Long shots usually disempower a character, the small character overwhelmed by her surroundings. Yet in Blood and Roses they achieve an opposite effect. Although Carmilla is arguably disempowered (because she is possessed), her regal bearing as Mircalla (in Carmilla's body) is empowered by the compositions. She walks past castles and columns and neatly aligned trees with confidence and dignity, seemingly in command of her aristocratic surroundings.

In the hospital dream sequence, the black & white photography, like the impressionistic composition, draws Carmilla back in time toward the vampress possessing her. In The Vampire Film, Silver & Ursini say of the black & white photography (and masque ball): "These events propel the film backwards figuratively into a dark age." That is, to Millarca's age.

 

 

 

Of course, black & white also heightens the dream's surrealism, and heightens its horrors. Bright red blood appears that much starker. Robbed of the warmth of colors, the nurses' mannequin-like movements appear coldly robotic, unnatural, as impersonal and antiseptic as death.

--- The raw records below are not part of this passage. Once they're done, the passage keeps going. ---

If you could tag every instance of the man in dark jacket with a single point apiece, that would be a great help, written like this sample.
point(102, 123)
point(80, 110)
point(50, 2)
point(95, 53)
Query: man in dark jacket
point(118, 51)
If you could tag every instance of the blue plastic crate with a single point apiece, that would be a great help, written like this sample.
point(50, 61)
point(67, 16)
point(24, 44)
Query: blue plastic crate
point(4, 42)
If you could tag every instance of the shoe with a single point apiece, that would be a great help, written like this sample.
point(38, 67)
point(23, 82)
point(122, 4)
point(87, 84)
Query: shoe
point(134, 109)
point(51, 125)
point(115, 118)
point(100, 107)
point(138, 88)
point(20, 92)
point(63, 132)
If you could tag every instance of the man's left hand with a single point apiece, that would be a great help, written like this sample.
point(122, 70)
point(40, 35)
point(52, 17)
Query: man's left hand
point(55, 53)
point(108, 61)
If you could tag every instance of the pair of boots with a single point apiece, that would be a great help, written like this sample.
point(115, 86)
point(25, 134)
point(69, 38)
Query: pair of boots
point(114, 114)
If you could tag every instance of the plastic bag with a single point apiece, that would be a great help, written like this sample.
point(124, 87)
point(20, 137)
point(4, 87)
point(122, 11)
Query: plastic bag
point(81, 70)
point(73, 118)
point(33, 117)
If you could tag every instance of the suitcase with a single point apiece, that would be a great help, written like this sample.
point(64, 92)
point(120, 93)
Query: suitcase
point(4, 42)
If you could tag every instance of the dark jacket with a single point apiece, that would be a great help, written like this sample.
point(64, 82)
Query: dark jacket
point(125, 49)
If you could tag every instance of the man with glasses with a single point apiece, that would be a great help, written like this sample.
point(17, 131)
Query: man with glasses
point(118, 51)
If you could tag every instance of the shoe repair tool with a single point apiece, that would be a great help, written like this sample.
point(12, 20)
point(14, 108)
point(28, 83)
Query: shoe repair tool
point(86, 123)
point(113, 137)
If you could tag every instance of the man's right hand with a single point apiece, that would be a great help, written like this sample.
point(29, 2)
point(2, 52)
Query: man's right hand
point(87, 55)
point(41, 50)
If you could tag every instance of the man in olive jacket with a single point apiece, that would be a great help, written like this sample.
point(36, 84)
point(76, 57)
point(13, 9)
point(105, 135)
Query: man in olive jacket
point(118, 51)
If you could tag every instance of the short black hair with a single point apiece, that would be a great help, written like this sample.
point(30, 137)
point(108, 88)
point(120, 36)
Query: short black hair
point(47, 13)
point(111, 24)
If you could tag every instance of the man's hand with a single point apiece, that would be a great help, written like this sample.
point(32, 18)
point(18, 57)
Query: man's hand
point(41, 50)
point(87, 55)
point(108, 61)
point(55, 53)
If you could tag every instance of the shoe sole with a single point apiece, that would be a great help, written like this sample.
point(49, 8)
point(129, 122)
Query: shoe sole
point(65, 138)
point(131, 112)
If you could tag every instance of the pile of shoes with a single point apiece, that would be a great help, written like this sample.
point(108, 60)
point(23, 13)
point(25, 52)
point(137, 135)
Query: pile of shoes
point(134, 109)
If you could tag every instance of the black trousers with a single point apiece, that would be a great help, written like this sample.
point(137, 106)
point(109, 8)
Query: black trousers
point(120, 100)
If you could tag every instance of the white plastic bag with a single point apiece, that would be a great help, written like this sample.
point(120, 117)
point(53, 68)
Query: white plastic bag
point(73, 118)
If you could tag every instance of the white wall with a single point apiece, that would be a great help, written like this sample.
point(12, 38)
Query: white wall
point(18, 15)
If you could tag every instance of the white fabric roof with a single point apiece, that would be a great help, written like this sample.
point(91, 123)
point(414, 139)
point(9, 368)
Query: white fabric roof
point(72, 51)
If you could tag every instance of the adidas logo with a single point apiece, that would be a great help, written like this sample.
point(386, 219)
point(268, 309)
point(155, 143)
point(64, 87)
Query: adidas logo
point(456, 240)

If I seem to spend overmuch time discussing the colors and composition and mise-en-scene, well, this is an art film. Blood and Roses is intended as a visual feast, rather than a suspenseful story. (An aural feast too -- its classical soundtrack is passionate and romantic). A film meant to be accepted and savored for its sights and sounds and passions, rather than analyzed. In Dark Romance, David J. Hogan writes: "Vadim sacrificed logic and narrative at the altar of imagery....  Blood and Roses is a predominantly visual exodus through some very subtle psychological territory."

Blood and Roses won't convince you of its story if you have trouble suspending disbelief. You'll either accept the film on its own terms, or you won't.

Blood and Roses seems little-known among horror film buffs, yet avid fans of "vampire romances" will likely regard it as one of their favorites -- should they ever stumble across it. I'm no fan of "vampire romances," not especially, yet Blood and Roses has long been one of my favorite horror films (say in the Top 100).

Yes, Hardy is right. Blood and Roses was "clearly intended as an art-house horror movie." And as such, it's one of the best.